Suddenly, a rogue’s gallery of financial villains looms on the horizon. Oil price declines started to get a bit crazy. That spooked credit markets (paywall)—especially junk bonds, and especially energy-related junk bonds.

Meanwhile, more uncertainty seemed to emerge in China, which lowered the trading band on the yuan (again). Interpreted as a signal that the PBOC would allow the Chinese currency to weaken further, the move raised additional questions about the health of the world’s second largest economy.

A similar move back in August sent global markets reeling, and prompted the Fed to hold off on an expected rate hike then.

Needless to say, things are looking a little volatile again:

That puts the Fed between a rock and a hard place.
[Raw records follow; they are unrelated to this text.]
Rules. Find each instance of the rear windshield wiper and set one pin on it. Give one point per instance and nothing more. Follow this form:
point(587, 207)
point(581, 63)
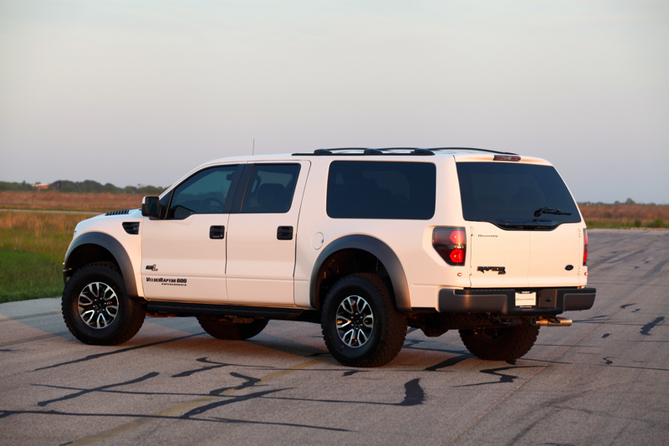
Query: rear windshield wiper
point(552, 211)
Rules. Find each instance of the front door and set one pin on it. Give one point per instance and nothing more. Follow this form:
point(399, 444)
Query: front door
point(184, 255)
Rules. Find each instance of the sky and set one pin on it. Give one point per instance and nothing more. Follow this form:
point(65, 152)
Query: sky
point(139, 92)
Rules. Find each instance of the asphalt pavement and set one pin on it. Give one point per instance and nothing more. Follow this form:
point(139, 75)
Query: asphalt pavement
point(602, 381)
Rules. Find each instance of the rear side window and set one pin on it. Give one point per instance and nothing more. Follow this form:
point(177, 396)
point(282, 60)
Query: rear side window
point(510, 192)
point(270, 189)
point(381, 189)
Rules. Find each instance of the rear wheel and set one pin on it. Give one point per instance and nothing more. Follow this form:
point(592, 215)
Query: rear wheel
point(360, 326)
point(500, 343)
point(232, 331)
point(96, 308)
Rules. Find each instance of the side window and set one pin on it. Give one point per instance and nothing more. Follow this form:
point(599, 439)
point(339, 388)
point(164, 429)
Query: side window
point(270, 188)
point(381, 189)
point(206, 192)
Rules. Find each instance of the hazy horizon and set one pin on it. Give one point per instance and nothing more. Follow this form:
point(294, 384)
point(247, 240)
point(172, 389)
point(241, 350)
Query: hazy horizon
point(134, 92)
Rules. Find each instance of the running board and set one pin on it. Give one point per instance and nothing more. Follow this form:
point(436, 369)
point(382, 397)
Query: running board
point(552, 322)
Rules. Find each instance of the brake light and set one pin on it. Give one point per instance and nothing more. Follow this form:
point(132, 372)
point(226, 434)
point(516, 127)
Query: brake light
point(451, 244)
point(585, 246)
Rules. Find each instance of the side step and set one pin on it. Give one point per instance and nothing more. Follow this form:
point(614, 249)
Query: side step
point(552, 322)
point(171, 309)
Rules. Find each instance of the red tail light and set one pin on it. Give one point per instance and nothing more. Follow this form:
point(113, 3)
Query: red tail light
point(451, 244)
point(585, 246)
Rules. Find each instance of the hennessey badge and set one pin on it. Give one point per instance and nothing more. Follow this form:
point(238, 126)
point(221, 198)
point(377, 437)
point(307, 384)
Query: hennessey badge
point(501, 270)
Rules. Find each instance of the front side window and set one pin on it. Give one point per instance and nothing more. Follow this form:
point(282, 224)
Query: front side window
point(381, 189)
point(270, 189)
point(205, 192)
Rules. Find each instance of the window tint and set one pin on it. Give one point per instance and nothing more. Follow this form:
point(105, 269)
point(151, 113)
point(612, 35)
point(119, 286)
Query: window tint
point(205, 192)
point(503, 191)
point(381, 189)
point(270, 188)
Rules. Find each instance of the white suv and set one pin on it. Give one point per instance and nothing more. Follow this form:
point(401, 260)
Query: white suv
point(363, 241)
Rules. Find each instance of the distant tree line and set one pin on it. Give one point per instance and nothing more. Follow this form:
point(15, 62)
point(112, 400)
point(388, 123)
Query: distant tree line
point(87, 186)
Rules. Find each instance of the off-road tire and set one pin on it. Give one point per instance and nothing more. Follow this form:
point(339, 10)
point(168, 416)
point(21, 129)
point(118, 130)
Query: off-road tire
point(499, 343)
point(97, 309)
point(370, 339)
point(232, 331)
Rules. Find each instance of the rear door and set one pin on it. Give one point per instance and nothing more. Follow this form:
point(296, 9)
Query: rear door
point(525, 229)
point(262, 231)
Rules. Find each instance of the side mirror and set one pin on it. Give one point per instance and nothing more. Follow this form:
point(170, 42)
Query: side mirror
point(151, 207)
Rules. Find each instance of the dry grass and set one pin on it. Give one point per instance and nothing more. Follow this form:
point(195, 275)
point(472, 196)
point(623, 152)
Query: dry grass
point(52, 200)
point(626, 215)
point(43, 233)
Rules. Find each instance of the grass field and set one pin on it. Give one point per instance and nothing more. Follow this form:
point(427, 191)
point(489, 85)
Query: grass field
point(33, 244)
point(32, 247)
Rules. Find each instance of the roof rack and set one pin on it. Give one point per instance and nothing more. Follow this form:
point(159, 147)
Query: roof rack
point(395, 151)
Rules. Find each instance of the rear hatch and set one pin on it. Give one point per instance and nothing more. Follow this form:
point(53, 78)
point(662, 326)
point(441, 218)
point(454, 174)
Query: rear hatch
point(525, 228)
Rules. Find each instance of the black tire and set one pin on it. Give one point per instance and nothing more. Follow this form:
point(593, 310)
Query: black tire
point(360, 325)
point(232, 331)
point(500, 343)
point(97, 309)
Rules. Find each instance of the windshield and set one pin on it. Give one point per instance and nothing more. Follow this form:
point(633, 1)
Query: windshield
point(514, 194)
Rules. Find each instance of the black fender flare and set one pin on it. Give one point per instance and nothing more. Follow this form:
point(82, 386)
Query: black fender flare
point(115, 248)
point(378, 249)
Policymakers have to raise rates next week, lest they lose credibility. (“Indeed, 82% of economists surveyed said they thought the Fed’s credibility would be damaged if it didn’t raise rates next week, up from 65% who said so last month,” the Journal wrote).

On the other hand, the Fed wants to avoid the fate of the central banks in Sweden and New Zealand, which were forced to backtrack after trying to raise their own rates. A failed attempt to “liftoff”—to use the preferred market term of art for the Fed’s effort to take its first step away from near-zero rates—would also hurt the Fed’s credibility.

For now it seems that investors are still thinking the Fed raises its target for the Fed funds week at its meeting on Dec. 16.

But the market seems a lot less sure that any rate hikes will follow quickly. On Friday, the probability of a 0.25 percentage point rise in the Fed Funds rate at its meeting in March—which would bring it to 0.75%—fell to 35%, from the previous day’s 43%. Likewise, the probability of a hike to 0.75% in April fell to 37%, from 35%, according to data on the Fed Funds futures market compiled by the CME.

In other words, the even before the Fed’s hotly anticipated first rate hike happens, the markets are already starting to worry about the central bank’s next next move.